2019 wildfire in Northern California

The Red Bank Fire was one of a series of wildfires in Tehama County, California, 25 miles west of Red Bluff. The Red Bank area fire was ignited from a series lightning strikes and erupted out of control on Thursday, September 5, 2019. The blaze, along with the South and Henthrone fires, is burning in a remote location, 30 miles south of Redding, California. The fire was contained on September 13 at 8838 acre. Two structures were destroyed.

==Progression==
The fire, which was caused by lightning, was reported burning in the early afternoon hours of Thursday, September 5, in the area of Hammer Loop Road and Petty John Road amid critical fire weather conditions. Due to these conditions, the fire made rapid runs towards the northwest where it grew from an initial 10 acres, up to 1,000 acre by 3:30 pm to well over 6,000 acre by that evening. Petty John Road to the boundary of Shasta Trinity National Forest was put under mandatory evacuation, as well as Red Bank Oaks subdivision. Evacuations were also put in place for the area west of Highway 36 from Tedoc to Vestal and all road south of that.

As of Friday, September 6, those evacuations remained in place as the fire continued to grow in size, however it was largely consuming land used for cattle grazing. The fire was also reported to be a mere 5% contained that day.
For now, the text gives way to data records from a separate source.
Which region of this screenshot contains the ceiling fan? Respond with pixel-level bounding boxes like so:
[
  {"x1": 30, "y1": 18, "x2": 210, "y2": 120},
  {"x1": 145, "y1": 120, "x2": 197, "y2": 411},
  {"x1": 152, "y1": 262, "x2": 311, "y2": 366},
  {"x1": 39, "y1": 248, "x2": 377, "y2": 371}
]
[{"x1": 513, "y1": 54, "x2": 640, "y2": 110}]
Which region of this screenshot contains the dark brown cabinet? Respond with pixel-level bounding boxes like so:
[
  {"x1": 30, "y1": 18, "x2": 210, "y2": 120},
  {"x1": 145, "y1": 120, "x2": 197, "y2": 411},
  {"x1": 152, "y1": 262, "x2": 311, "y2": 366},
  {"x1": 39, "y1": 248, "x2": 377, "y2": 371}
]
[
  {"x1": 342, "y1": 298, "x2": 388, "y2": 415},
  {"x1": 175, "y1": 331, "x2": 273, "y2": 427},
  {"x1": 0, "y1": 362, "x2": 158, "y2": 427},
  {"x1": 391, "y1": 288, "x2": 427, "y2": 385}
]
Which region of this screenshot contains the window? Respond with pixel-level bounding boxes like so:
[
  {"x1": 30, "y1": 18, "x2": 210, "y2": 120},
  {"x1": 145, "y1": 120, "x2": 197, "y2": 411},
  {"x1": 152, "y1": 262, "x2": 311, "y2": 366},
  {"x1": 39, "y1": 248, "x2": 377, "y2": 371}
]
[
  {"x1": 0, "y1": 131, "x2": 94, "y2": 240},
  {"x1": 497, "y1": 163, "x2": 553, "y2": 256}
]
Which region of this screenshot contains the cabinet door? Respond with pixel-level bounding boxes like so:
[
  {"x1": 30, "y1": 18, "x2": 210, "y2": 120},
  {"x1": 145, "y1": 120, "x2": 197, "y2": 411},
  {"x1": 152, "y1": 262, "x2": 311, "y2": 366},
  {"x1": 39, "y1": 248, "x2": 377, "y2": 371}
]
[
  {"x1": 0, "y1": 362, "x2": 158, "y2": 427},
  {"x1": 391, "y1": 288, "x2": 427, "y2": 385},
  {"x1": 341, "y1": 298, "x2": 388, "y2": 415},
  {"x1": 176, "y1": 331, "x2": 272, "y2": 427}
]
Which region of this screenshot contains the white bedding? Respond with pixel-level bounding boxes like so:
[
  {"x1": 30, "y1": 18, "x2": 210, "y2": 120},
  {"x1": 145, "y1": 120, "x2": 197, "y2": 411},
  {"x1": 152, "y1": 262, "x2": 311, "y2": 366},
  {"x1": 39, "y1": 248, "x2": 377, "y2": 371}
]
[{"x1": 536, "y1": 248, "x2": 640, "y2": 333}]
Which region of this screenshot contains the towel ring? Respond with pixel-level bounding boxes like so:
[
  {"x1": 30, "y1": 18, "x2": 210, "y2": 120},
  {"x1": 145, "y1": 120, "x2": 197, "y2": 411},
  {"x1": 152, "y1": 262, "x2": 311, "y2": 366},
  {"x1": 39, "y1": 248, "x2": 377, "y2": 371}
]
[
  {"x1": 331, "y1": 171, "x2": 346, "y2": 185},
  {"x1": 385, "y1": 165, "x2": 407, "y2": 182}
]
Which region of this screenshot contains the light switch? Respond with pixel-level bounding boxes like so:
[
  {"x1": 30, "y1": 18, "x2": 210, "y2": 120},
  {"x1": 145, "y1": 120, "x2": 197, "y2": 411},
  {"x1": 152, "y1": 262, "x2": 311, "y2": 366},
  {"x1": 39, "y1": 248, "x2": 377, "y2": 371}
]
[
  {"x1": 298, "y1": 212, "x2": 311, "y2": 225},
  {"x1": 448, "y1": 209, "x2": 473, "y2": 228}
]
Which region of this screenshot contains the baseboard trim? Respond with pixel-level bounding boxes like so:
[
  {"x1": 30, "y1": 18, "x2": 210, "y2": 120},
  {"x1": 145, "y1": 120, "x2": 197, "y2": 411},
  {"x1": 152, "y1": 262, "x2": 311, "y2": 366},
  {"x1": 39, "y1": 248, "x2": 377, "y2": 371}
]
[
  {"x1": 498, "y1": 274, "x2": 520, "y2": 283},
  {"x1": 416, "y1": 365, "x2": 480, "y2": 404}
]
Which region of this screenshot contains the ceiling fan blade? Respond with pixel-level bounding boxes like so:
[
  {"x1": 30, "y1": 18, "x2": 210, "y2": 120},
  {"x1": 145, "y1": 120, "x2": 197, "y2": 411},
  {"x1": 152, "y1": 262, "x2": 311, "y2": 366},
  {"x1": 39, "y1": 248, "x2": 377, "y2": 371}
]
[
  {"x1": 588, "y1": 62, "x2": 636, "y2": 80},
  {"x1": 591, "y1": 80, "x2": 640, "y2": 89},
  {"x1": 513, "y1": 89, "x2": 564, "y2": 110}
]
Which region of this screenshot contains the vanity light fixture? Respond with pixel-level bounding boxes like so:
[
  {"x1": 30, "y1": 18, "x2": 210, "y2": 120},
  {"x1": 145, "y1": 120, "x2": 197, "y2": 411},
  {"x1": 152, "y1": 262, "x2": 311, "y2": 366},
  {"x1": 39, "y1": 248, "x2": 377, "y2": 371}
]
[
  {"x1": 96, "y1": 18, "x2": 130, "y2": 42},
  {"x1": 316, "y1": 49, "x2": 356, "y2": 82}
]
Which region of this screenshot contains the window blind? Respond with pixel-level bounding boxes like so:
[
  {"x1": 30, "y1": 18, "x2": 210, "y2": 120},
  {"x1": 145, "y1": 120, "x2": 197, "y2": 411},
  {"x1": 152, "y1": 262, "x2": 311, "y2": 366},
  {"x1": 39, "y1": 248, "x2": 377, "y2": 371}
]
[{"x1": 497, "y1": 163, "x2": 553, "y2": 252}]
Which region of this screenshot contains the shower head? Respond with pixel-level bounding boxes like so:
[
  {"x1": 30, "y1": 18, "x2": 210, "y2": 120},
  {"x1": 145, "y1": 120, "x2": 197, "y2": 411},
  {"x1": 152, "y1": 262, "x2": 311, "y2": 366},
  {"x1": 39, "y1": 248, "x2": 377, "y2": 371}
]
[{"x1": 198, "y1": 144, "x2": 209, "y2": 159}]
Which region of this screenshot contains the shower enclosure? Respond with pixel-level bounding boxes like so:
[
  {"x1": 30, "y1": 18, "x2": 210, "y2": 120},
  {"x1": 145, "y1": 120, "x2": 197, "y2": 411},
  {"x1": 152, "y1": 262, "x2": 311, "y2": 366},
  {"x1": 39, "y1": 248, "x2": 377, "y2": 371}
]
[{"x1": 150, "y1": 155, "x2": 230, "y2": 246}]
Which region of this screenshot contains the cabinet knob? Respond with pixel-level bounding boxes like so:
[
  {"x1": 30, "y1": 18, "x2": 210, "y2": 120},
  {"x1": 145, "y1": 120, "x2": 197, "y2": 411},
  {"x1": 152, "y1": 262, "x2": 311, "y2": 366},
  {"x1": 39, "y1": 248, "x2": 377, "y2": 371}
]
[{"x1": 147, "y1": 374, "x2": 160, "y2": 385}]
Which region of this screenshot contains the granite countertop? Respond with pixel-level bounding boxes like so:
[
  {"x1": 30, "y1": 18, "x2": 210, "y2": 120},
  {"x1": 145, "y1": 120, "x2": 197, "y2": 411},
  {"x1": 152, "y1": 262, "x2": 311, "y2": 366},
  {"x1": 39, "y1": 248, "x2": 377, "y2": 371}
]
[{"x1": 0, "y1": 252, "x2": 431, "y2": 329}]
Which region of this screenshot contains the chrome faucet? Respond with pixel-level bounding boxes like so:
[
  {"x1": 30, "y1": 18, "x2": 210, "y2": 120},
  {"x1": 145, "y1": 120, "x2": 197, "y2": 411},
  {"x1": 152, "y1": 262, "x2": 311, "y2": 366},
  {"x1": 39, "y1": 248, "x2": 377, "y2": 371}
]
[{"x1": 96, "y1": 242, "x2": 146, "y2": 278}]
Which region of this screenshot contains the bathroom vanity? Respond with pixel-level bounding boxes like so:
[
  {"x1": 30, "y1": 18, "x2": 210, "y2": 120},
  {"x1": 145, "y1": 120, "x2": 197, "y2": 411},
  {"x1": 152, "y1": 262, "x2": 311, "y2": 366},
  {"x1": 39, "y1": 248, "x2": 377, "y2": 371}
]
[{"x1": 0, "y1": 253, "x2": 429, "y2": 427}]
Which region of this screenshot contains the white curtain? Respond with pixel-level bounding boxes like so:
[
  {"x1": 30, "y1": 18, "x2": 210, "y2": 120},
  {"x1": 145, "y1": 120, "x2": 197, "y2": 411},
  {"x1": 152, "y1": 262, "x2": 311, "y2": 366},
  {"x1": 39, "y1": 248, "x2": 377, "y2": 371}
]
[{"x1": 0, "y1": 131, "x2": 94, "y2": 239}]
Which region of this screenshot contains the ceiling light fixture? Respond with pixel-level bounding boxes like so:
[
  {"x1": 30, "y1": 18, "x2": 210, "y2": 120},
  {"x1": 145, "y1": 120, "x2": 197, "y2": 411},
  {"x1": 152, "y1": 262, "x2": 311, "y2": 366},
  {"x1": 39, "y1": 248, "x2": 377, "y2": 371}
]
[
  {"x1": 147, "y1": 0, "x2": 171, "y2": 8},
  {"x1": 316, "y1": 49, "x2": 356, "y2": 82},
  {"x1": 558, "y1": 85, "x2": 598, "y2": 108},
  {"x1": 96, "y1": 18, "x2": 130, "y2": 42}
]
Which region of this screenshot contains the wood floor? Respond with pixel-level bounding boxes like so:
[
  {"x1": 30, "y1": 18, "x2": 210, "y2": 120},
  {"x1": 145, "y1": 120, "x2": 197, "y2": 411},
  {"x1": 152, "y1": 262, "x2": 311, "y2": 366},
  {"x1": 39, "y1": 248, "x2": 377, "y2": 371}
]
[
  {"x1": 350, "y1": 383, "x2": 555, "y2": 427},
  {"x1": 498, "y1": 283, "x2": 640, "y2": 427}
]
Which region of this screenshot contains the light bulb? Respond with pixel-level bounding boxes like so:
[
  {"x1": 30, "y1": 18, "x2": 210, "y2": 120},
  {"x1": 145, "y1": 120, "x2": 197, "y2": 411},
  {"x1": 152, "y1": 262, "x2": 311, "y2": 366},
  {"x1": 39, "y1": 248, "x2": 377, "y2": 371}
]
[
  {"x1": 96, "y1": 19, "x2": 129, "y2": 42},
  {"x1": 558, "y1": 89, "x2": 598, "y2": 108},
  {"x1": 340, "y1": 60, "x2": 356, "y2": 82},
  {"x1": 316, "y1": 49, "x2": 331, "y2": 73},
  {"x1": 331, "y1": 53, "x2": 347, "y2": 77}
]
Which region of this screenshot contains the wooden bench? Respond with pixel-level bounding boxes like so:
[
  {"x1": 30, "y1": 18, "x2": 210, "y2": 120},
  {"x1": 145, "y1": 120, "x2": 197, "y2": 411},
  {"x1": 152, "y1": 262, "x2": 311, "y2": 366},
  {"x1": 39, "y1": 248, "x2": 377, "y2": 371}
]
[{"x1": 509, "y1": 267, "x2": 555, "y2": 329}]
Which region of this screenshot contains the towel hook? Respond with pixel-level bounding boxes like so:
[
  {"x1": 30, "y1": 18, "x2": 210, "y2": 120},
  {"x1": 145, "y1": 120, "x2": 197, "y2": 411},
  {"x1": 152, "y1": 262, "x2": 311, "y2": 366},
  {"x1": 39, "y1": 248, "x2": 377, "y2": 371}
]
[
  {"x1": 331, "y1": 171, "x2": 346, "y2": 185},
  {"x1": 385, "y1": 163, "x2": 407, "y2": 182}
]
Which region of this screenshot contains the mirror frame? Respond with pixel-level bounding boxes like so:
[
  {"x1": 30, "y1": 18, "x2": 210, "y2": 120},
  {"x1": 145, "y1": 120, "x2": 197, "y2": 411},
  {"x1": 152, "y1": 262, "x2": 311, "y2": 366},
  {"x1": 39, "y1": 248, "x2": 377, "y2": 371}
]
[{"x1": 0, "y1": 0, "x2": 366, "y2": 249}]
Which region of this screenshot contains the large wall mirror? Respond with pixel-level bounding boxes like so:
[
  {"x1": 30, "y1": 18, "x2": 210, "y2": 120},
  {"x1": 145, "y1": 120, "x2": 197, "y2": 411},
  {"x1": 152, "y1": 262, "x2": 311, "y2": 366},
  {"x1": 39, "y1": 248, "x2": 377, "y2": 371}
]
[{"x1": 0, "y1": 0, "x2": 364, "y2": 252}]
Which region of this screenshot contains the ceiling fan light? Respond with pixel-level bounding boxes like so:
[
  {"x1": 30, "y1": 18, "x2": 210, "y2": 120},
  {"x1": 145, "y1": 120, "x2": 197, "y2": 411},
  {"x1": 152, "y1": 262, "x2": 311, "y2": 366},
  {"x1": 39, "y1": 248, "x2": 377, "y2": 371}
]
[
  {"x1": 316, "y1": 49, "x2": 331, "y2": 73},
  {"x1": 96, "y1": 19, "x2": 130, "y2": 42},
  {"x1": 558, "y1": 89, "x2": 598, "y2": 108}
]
Meanwhile, the South fire had erupted from 200 acre Friday morning to 1,665 acre acres by that night due to limited access caused by the activity of the Red Bank fire. By that evening, containment had only risen to 7% while the Red Bank fire's size had grown to 7,340 acre.

By September 8, the fire had grown to 8838 acre. The fire was contained on September 13. Two structures were destroyed.

==Effects==

The areas south of Highway 36 between Tedoc Road and Vestal Road, and between the Shasta-Trinity National Forest boundary and the Four Corners intersection were under mandatory evacuation.